優勝賞金もアメリカ男子PGAツアーでは一般に100万ドルを超えるのに対し、女子では20万ドル程度で日本のLPGAツアーとそれほど大きな開きはありません。
考えてみると女子のプロスポーツは世界的に見ても男子に比べると盛んではありません。それはアメリカでも同様です。
日本の女子選手がアメリカのメジャー大会で優勝までは届かないまでも、トップ10に入ることもそれほど珍しくないことを考えると、ゴルフのレベル自体それほど高くないのかもしれません。
人気が高くなれば、注目度も上がり賞金総額も上がってくるのでしょうが、アメリカ人スター選手も思ったより知名度が低いのでしょう。
ポーラ・クリーマーやモーガン・プレッセルなどはメジャー大会を制し、美人ゴルファーで人気も高いと思われますが、国民的スターとはなっていないのが現実です。アメリカ人が勝利しても、それほど盛り上がっていないのに、近年は韓国勢が強く、人気衰退の原因になっているようです。
今回アメリカ人でもある19歳の若いトンプソンが優勝したことでゴルフ人気回復のきっかけになるかもしれませんね。
メジャーで米ホープ対決 女子ツアーに希望の光
女子ゴルフの今季メジャー初戦、クラフト・ナビスコ選手権は、レキシー・トンプソンとミシェル・ウィー(ともに米国)が最終日最終組で激突する新旧「天才少女」対決が実現。
女子版マスターズと呼ばれる華やかな大会で、19歳のトンプソンがメジャー史上2番目の年少チャンピオンに輝いて幕を閉じた。
優勝を決め池に飛び込んで喜ぶトンプソン(中央)=共同
■攻めの姿勢貫き、「天才少女」対決制す
18番脇の池「ポピーポンド」に飛び込む恒例の勝者のダイブは、トンプソンが幼い頃から夢見たシーンだった。
両親やキャディーとともに満面の笑みで水しぶきを上げ、トンプソンは「もっと飛び込み方を考えておけばよかったわ。ちゃんと深さのあるところまで跳ぶことで精いっぱい。名付けると? “キャノンボール(大砲)スタイル”です」と声を弾ませた。
最終日はウィーと並んで首位からスタート。出だしの1番でバーディー奪取に成功し、「あれが大きかった。ティーグラウンドではすごく緊張したけれど、1ホール目でバーディーがきて落ち着きました」。
その後は3メートル前後のパットが面白いように決まる。前半だけで4バーディーを奪うと、ウィーに最大5打差をつけ、つけいる隙を与えなかった。

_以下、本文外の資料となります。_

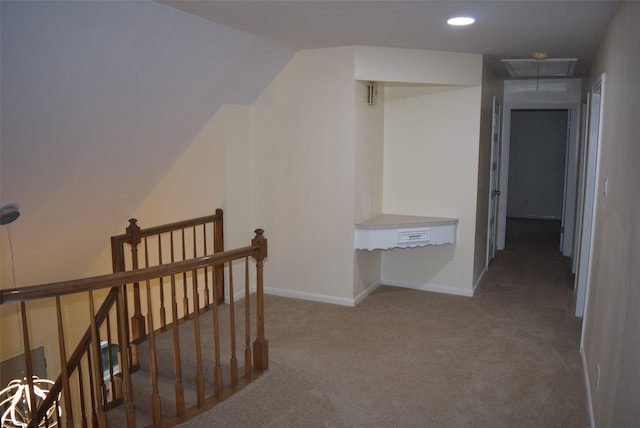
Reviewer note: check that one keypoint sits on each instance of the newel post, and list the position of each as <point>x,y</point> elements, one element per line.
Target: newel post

本人は「9番でリーダーボードを見たのが最後でバックナインはまったくボードを見ていなかった」のだとか。
クラフト・ナビスコ選手権で優勝、メジャー史上2番目の年少チャンピオンに輝いたトンプソン=共同
追いかけるウィーがフェアウエーウッドで刻むのを横目に、攻めの姿勢を貫きドライバーを持ち続けた。後半はバーディーこそなかったものの、危なげないプレーで着々とパーを積み重ねる。縮まらない差にじれたウィーは17番でボギーをたたいて万事休す。3打の大差で逃げ切った。
■ツアーには願ってもない2人の対決に
圧巻の横綱相撲に「レキシーがすごすぎて追いつけなかった」と5歳年下のチャンピオンをたたえたウィー。一昨年、パットの不調で賞金ランキング64位まで落ち込んだ元祖天才少女の復調も今回のうれしいニュースの一つだった。
身長はともに180センチ超で男子並み。270ヤードをゆうに飛ばす、見栄えのする大型プレーヤー同士がメジャーの舞台で優勝争いを演じた。米国勢スターの不足に悩み、国内スポンサーの確保もままならないまま、グローバル化を“免罪符”にアジアに市場を広げざるを得なかった米女子ツアー。
米国復権を目指すツアーにとって、このホープ2人の直接対決は願ってもない出来事だった。
トンプソンがキャノンボールダイブを決めた光景を誰よりも感慨深く見つめたのは、マイク・ワン米女子ゴルフ協会(LPGA)コミッショナーだったかもしれない。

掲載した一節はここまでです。